Brotli? Is it still relevant now that we have Zstandard?
Zstandard is much faster in just about every benchmark, sometimes Brotli has a small edge when it comes to compression ratio, but if you go for compression ratio over speed, LZMA2 beats them both.
Both Zstandard (zstd) and LZMA2 (xz) are widely supported, I think better supported than Brotli outside of HTTP.
Brotli decompresses 3-5x faster than LZMA2 and is within 0.6 % of the compression density, and much better for short documents.
ZStandard decompresses ~2x faster than Brotli but is 5 % less dense in compression density, and even less dense for short documents or documents where the static dictionary can be used.
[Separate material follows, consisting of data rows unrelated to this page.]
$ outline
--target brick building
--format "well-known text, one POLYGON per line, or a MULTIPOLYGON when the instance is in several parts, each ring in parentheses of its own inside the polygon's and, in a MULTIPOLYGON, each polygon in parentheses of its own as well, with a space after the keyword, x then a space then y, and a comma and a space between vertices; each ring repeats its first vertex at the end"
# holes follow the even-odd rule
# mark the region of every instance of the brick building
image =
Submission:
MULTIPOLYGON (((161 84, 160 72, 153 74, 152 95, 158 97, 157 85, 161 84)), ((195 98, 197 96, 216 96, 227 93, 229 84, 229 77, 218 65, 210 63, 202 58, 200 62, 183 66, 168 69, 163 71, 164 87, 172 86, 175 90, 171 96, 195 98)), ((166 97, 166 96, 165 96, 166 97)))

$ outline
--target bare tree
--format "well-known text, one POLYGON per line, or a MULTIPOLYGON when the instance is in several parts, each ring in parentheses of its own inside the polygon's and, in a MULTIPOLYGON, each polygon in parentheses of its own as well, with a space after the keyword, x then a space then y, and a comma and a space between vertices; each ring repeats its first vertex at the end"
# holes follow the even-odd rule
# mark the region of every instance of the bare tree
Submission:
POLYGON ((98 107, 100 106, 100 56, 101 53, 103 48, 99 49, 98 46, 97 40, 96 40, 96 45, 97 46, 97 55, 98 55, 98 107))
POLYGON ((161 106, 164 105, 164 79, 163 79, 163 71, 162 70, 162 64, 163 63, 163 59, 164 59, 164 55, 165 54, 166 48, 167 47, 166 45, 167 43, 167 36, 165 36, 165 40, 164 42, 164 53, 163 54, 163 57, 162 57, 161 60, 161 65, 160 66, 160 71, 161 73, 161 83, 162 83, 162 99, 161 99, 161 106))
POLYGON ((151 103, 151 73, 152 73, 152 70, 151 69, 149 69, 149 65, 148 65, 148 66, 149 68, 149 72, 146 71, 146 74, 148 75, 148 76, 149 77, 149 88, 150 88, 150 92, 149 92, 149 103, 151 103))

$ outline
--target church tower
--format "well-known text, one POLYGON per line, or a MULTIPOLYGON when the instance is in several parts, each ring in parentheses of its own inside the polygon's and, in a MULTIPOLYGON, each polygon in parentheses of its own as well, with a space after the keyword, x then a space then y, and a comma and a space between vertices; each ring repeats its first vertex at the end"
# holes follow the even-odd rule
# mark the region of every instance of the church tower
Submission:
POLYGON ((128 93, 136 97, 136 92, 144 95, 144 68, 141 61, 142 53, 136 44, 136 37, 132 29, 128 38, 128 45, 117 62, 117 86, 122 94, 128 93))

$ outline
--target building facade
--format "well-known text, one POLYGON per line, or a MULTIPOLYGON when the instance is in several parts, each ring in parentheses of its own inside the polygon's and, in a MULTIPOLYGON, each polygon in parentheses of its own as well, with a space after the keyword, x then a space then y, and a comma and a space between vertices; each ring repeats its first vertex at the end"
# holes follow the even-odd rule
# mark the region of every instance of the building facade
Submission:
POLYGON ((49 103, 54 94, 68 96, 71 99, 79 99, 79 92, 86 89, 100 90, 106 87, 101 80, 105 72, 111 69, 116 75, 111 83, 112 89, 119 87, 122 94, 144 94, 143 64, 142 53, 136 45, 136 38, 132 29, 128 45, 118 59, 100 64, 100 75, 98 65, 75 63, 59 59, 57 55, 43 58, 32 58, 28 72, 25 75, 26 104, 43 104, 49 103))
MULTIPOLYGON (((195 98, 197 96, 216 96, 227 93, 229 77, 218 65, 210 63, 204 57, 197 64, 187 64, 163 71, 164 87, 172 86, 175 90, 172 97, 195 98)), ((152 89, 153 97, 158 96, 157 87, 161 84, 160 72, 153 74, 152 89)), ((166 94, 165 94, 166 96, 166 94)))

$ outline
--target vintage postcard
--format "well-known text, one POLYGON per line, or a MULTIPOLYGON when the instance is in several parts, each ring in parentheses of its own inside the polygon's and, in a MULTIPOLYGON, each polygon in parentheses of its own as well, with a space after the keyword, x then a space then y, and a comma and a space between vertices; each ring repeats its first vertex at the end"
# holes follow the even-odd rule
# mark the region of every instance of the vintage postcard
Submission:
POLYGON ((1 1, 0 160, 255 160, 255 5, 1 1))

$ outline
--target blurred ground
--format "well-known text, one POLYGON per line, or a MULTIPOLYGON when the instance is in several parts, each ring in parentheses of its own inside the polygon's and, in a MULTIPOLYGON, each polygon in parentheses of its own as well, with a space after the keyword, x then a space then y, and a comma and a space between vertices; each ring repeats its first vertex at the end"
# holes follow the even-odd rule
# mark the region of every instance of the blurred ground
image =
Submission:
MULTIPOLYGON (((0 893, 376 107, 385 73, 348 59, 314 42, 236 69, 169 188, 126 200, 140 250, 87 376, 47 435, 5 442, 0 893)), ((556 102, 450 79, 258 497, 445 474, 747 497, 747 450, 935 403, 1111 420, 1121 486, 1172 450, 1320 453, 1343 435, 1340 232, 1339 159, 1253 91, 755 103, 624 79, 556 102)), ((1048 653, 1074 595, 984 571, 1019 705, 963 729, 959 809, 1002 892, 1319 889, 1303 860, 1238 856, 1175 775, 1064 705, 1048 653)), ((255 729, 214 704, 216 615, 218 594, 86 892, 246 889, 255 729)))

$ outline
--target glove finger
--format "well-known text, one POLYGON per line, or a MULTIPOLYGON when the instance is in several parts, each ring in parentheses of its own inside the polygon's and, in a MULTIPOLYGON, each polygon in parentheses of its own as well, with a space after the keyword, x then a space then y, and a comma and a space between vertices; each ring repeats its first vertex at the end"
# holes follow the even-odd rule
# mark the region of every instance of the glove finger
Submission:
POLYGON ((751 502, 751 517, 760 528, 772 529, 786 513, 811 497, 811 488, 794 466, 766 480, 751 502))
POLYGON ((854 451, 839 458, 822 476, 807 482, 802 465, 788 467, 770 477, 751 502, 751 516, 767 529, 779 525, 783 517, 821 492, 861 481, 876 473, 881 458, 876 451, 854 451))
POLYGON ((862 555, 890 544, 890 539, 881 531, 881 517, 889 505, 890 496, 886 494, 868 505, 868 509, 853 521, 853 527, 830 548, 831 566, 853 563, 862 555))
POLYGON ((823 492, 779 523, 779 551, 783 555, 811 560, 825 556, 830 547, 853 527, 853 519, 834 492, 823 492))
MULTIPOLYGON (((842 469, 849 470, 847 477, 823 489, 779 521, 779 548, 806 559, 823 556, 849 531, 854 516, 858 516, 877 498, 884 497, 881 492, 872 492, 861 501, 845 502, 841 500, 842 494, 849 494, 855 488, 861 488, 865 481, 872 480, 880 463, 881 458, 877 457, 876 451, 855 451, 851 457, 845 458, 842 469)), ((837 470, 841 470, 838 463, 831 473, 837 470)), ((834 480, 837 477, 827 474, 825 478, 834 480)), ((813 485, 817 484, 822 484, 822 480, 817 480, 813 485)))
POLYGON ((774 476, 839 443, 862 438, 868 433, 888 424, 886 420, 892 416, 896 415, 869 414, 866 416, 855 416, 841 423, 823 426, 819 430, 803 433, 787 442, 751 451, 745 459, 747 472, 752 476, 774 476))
Brotli is not slow to decompress -- generally a little faster then deflate through zlib.
Last time I measured, Brotli had ~2x smaller binary size than zstd (dec+enc).
The thing is that Brotli is clearly optimized for the web (it even has a built-in dictionary), and ZStandard is more generic, being used for tar archives and the likes, I wonder how PDF would fit in here.
Zstandard is much faster in just about every benchmark, sometimes Brotli has a small edge when it comes to compression ratio, but if you go for compression ratio over speed, LZMA2 beats them both.
Both Zstandard (zstd) and LZMA2 (xz) are widely supported, I think better supported than Brotli outside of HTTP.